Adults accept their responsibilities, but do not confuse those with other people's needy demands. Adults don't rescue, but if they have the ability to help and someone asks for that help, then they do. Adults know the difference between rescuing and helping.
Adults have lost most of their illusions, but so they can deal with the real world with clear sight. Illusions are pleasant and it is better to have had them and lost them than never to have been illuded at all. There's something a little dull about people who never had any illusions.
Adults understand that right action is contextual, specific, and depends on your aims, not abstract moral law. This is not something that young people and moral philosophers who want timeless moral principles understand. Adults also understand that in many cases there are no right actions, and there aren't even any less wrong ones.

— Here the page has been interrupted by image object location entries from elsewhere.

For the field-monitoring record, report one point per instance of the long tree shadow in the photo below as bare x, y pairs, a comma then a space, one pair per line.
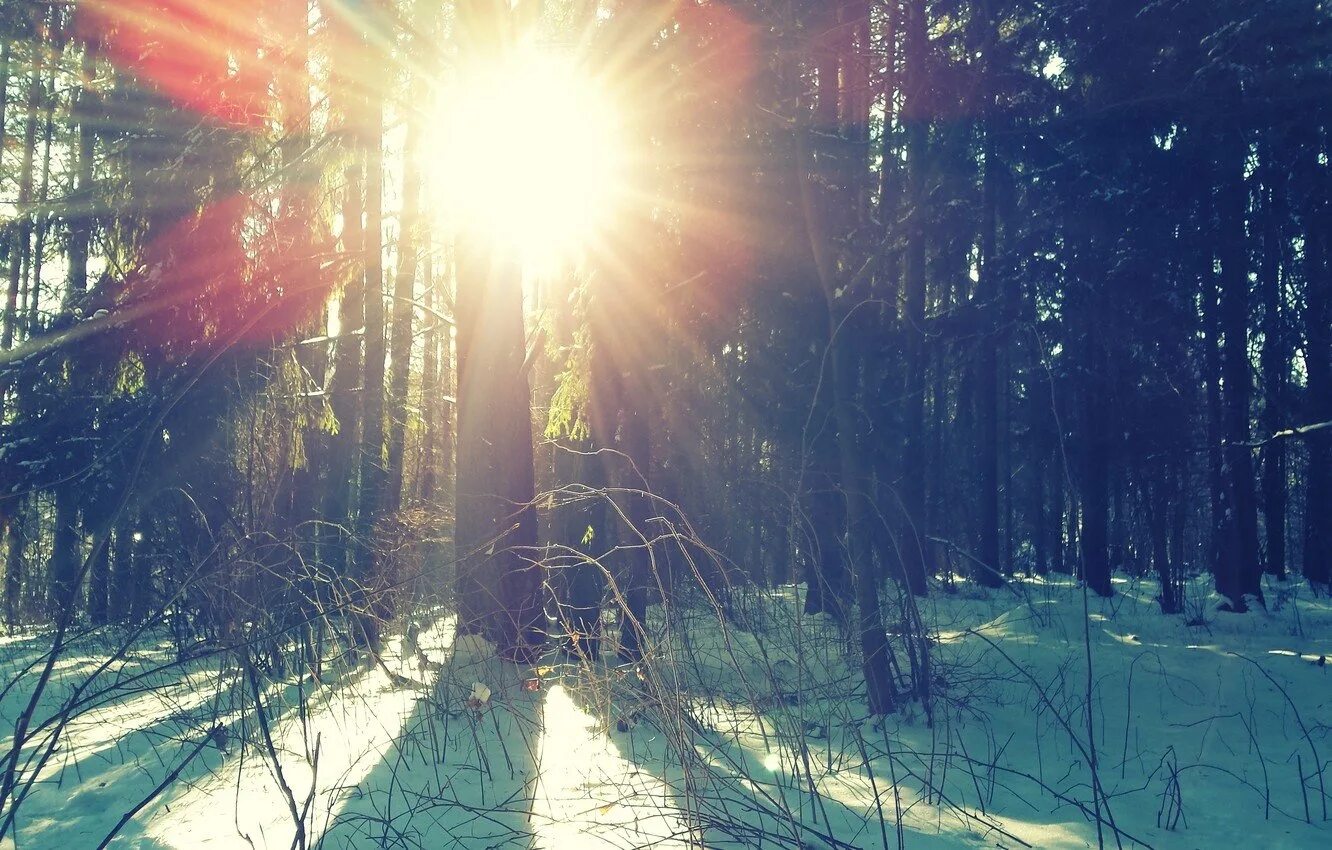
148, 722
462, 769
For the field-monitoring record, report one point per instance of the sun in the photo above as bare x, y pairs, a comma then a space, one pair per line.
530, 156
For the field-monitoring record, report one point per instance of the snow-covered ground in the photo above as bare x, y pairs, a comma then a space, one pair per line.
1186, 732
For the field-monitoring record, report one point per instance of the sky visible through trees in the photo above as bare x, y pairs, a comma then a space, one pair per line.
802, 395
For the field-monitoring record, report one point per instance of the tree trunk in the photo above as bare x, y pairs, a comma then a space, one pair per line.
1318, 506
1276, 369
915, 116
496, 537
1239, 570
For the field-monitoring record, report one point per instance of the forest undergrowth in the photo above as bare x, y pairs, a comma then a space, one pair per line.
745, 725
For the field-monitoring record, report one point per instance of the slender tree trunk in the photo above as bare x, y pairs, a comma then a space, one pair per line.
1276, 369
1239, 570
20, 248
1318, 269
16, 544
404, 292
987, 292
345, 381
498, 576
913, 421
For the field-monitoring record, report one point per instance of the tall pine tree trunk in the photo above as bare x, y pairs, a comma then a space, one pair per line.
1239, 570
496, 533
1318, 269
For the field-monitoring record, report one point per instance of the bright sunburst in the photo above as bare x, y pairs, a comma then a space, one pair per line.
530, 156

Adults do apologise for their occasional crass, rude or thoughtless actions. No-one is perfect. They don't apologise for themselves. It doesn't mean they are perfect: an adult is always changing because that's the world they live in. It does mean that they do not allow anyone to make them feel ashamed of themselves. There's always someone out there who can push our buttons, but adults fight it. Or leave.

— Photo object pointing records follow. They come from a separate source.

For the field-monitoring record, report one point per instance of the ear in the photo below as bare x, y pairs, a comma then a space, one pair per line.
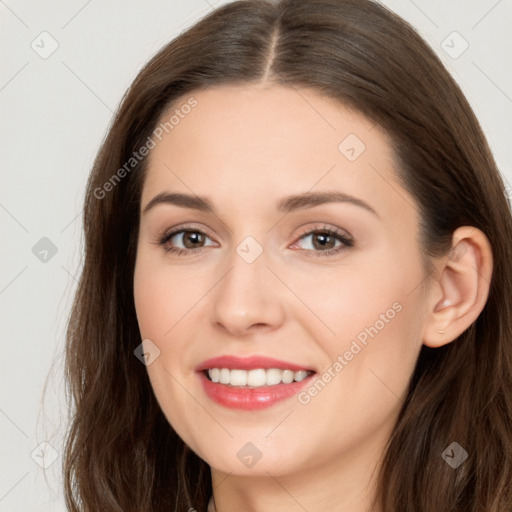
460, 292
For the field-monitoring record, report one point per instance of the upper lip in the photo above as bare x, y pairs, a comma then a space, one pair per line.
249, 363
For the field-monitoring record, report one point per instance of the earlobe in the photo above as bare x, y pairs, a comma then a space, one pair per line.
459, 294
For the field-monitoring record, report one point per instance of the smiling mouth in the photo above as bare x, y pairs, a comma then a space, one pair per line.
258, 377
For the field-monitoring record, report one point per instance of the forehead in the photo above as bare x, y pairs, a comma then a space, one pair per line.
266, 141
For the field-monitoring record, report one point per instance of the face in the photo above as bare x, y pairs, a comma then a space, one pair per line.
274, 234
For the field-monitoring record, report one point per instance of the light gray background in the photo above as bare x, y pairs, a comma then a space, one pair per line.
55, 112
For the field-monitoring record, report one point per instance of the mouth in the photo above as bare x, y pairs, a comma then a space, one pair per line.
257, 378
251, 383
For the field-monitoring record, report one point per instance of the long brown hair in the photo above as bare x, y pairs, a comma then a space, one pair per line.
121, 453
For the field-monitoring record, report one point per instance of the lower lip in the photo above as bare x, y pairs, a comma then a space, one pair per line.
250, 399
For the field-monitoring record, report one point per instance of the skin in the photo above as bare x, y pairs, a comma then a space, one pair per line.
246, 148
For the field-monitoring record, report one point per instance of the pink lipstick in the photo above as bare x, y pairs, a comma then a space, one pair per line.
251, 383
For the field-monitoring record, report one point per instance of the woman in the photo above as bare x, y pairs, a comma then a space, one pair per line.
295, 293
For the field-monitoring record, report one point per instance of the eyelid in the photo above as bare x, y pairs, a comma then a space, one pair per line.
346, 239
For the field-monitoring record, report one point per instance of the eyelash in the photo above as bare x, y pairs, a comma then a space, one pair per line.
346, 242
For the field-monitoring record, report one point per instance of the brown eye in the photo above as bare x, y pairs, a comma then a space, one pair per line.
322, 240
191, 239
184, 241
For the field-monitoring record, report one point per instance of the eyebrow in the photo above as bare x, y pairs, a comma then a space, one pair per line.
285, 205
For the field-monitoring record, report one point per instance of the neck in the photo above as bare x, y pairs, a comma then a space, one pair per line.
342, 484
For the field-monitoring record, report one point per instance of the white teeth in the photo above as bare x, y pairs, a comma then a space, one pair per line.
256, 378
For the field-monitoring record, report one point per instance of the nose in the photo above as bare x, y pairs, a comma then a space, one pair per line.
247, 299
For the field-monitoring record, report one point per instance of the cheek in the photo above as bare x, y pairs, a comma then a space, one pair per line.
162, 297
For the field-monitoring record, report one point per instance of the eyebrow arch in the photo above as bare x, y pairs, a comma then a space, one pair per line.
285, 205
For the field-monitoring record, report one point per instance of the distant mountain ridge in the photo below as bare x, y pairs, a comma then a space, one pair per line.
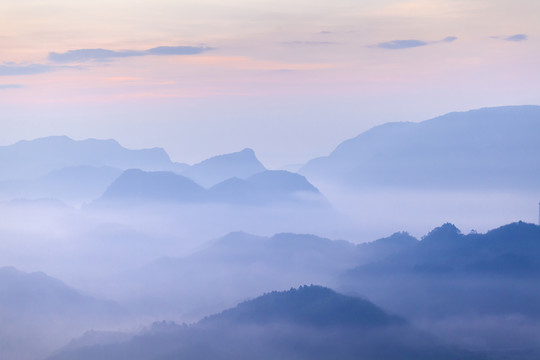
219, 168
310, 322
269, 186
486, 148
31, 159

Especially an adult does not apologise for taking a share of the Good Stuff (however you conceive of the Good Stuff). They go after what they want without worrying if there's enough for everyone else in the queue. Adults accept that they can't take it all and they can't stomp on the competition to get to the trough, but they don't feel guilty when they take what they need.
Finally, an adult doesn't take major shit from anyone. The indignities of everyday life have to be suffered by us all, but major shit gets fought against. This is the final defining moment in the evolution of a black-belt adult, and a knowledge of the arts of self-defense is usually needed.

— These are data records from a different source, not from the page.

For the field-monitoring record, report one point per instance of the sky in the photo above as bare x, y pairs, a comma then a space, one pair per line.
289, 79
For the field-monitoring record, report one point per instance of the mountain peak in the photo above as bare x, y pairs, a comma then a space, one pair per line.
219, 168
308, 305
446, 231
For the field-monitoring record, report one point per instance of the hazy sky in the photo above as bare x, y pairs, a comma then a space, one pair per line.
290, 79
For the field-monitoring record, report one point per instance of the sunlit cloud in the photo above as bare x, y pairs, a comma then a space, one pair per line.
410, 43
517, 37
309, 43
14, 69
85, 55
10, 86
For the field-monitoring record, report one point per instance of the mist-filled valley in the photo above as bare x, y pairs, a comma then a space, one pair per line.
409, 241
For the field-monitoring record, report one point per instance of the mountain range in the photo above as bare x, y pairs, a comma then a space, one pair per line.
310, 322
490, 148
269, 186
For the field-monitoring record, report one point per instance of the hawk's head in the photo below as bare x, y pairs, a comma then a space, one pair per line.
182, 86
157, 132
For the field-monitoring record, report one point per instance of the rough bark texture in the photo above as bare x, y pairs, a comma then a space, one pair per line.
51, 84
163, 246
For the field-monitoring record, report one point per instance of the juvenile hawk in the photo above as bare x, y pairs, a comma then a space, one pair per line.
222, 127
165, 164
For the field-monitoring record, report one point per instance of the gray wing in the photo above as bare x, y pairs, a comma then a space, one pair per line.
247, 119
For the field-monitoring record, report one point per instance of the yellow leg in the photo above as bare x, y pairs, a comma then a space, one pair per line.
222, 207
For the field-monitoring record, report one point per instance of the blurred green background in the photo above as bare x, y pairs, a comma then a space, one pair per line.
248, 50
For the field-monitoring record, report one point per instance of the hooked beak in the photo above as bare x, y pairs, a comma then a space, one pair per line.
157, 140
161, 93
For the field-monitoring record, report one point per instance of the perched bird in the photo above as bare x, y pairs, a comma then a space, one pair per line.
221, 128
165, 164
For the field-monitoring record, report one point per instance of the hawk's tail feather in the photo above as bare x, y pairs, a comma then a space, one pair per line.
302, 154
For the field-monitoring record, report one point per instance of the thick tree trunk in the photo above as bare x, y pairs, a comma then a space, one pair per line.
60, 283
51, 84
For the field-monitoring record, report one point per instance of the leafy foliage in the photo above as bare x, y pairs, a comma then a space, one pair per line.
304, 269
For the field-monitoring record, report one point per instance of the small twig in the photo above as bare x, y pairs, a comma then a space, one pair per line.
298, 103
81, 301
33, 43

According to this, a great many people of mature age are not adults. It's not their fault: it never was a common spiritual condition. A consumerist, post-modern capitalist, bureaucratic society and economy doesn't need adults, it needs good little consumers and flexible employees who don't defend their interests, whose projects can be realised by buying things and experiences and buy following "processes", who believe the hype (or at least don't try to see beyond it), who can be guilt-tripped into conformity and leaving the Good Stuff for their Lords and Masters, and who are prepared to take a whole load of shit because you can't take the law into your own hands and you can't fight City Hall. Every one of us, after all, spends the first twenty-one or so years of our lives at the mercy of hormones and examinations, and of teachers and parents whose overwhelming need is to keep us within the limits that they are comfortable with. We spend twenty-one years being rewarded for doing as we are told and punished for being independent or unruly. You need more than just determination to shrug that lot off: you need to know there is an alternative and that it is acceptable.
Now there's a subject for a movie: showing a bunch of adult guys dealing with the overgrown children around them.